Retromania, Simon Reynolds, 2010

Di reddito di base parlano diffusamente anche Federico Chicchi e Emanuele Leonardi nel loro Manifesto per il reddito di base, configurandolo (similmente a Srnicek e Williams, che però ne prevedono un’effettiva estensione globale) come un «trasferimento monetario incondizionato, finanziato per via fiscale, erogato a tutte e tutti i residenti in una determinata comunità politica, spendibile sulla base delle preferenze dei destinatari, volto ad assicurare una somma di denaro sufficiente e a condurre un’esistenza autonoma e degna». In ambedue i casi, non si tratterebbe di una generica misura di contrasto alla povertà (come il reddito di cittadinanza grillino), quanto piuttosto di uno strumento di lotta alle nuove forme di precarietà rese possibili da un quarantennio di socializzazione dei costi e privatizzazione degli utili e dalla proliferazione incontrollata della sharing economy e dal capitalismo delle piattaforme, che preservi la libertà di scelta (in particolare, quella di non intraprendere professioni alienanti e degradanti in cambio di salari da fame) e da non considerarsi in alcun modo alternativo al welfare tradizionale, ma ad esso complementare. Non si tratta di castelli in aria, ma di proposte che stanno progressivamente individuando spazi di possibile attuazione: il referendum sul reddito incondizionato di base tenutosi in Svizzera nel 2016, seppur non legittimato dal voto degli aventi diritto, ha dimostrato che quest’idea ha cessato di venire considerata una forma di eresia politica, ma è entrata a far parte del dibattito pubblico (per chi volesse, qui è possibile visitare il sito italiano del Basic Income Network).

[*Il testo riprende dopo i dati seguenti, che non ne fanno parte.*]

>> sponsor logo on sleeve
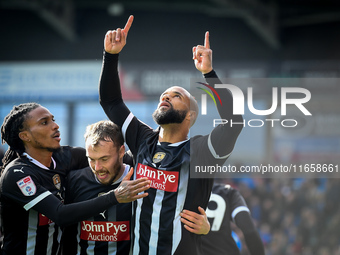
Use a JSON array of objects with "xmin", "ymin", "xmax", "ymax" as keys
[
  {"xmin": 80, "ymin": 221, "xmax": 130, "ymax": 242},
  {"xmin": 39, "ymin": 213, "xmax": 53, "ymax": 226},
  {"xmin": 152, "ymin": 152, "xmax": 166, "ymax": 164},
  {"xmin": 137, "ymin": 163, "xmax": 179, "ymax": 192},
  {"xmin": 52, "ymin": 174, "xmax": 61, "ymax": 189},
  {"xmin": 17, "ymin": 176, "xmax": 37, "ymax": 196}
]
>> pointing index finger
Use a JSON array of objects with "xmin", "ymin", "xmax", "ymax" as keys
[
  {"xmin": 123, "ymin": 15, "xmax": 133, "ymax": 35},
  {"xmin": 204, "ymin": 31, "xmax": 210, "ymax": 49}
]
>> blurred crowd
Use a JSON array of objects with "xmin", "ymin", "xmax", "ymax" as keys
[{"xmin": 226, "ymin": 175, "xmax": 340, "ymax": 255}]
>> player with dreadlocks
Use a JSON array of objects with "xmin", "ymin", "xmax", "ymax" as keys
[{"xmin": 0, "ymin": 103, "xmax": 149, "ymax": 254}]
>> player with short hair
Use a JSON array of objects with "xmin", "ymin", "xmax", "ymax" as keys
[
  {"xmin": 0, "ymin": 103, "xmax": 149, "ymax": 254},
  {"xmin": 63, "ymin": 121, "xmax": 210, "ymax": 255},
  {"xmin": 99, "ymin": 16, "xmax": 243, "ymax": 255}
]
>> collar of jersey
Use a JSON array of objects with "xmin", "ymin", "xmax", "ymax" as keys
[
  {"xmin": 22, "ymin": 152, "xmax": 56, "ymax": 170},
  {"xmin": 157, "ymin": 139, "xmax": 189, "ymax": 147}
]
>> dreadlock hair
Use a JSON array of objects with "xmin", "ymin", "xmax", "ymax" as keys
[{"xmin": 1, "ymin": 103, "xmax": 41, "ymax": 172}]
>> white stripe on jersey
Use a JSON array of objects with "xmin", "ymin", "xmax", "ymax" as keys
[
  {"xmin": 26, "ymin": 210, "xmax": 38, "ymax": 255},
  {"xmin": 133, "ymin": 196, "xmax": 143, "ymax": 254},
  {"xmin": 122, "ymin": 112, "xmax": 134, "ymax": 141},
  {"xmin": 46, "ymin": 222, "xmax": 55, "ymax": 255},
  {"xmin": 231, "ymin": 206, "xmax": 250, "ymax": 221},
  {"xmin": 172, "ymin": 164, "xmax": 189, "ymax": 254},
  {"xmin": 208, "ymin": 133, "xmax": 231, "ymax": 159},
  {"xmin": 24, "ymin": 190, "xmax": 52, "ymax": 211},
  {"xmin": 149, "ymin": 190, "xmax": 164, "ymax": 255}
]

Manifesto per il reddito di base, Federico Chicchi e Emanuele Leonardi, 2018, Laterza

Il reddito di base costituirebbe un’arma di livellamento sociale importante, un passo in avanti verso l’acquisizione della piena libertà dal bisogno, poiché contribuirebbe a svincolare il diritto a una vita dignitosa dall’acquisizione dello status di lavoratore salariato, liberando dalla morsa del lavoro un quantitativo di tempo inestimabile: autosufficienti, liberi dal ricatto dal salario e finalmente immuni da quell’invincibile senso di colpa tipico degli inoccupati, potremmo essere finalmente capaci di recuperare il nostro diritto all’ozio, sperimentare forme alternative di operosità (magari non salariate, ma non per questo socialmente inutili), investire un importante monte ore nella lettura, nella strutturazione del pensiero, nell’attività fisica, nella preservazione del bioritmo e del benessere psicofisico e, chissà, addirittura spendere qualcosina in meno in psicofarmaci e stabilizzatori dell’umore. Certo, gli ostacoli non mancano, in primis perché il finanziamento di una misura del genere dovrebbe passare, giocoforza, dalla tassazione delle grandi rendite digitali. Tuttavia, parafrasando Srnicek e Williams: «Le utopie sono l’incarnazione delle iperstizioni di progresso: ci impongono la realizzazione del futuro, costituiscono un impossibile ma necessario oggetto di desiderio, e ci forniscono sia un linguaggio di speranza che lo stimolo a un mondo migliore».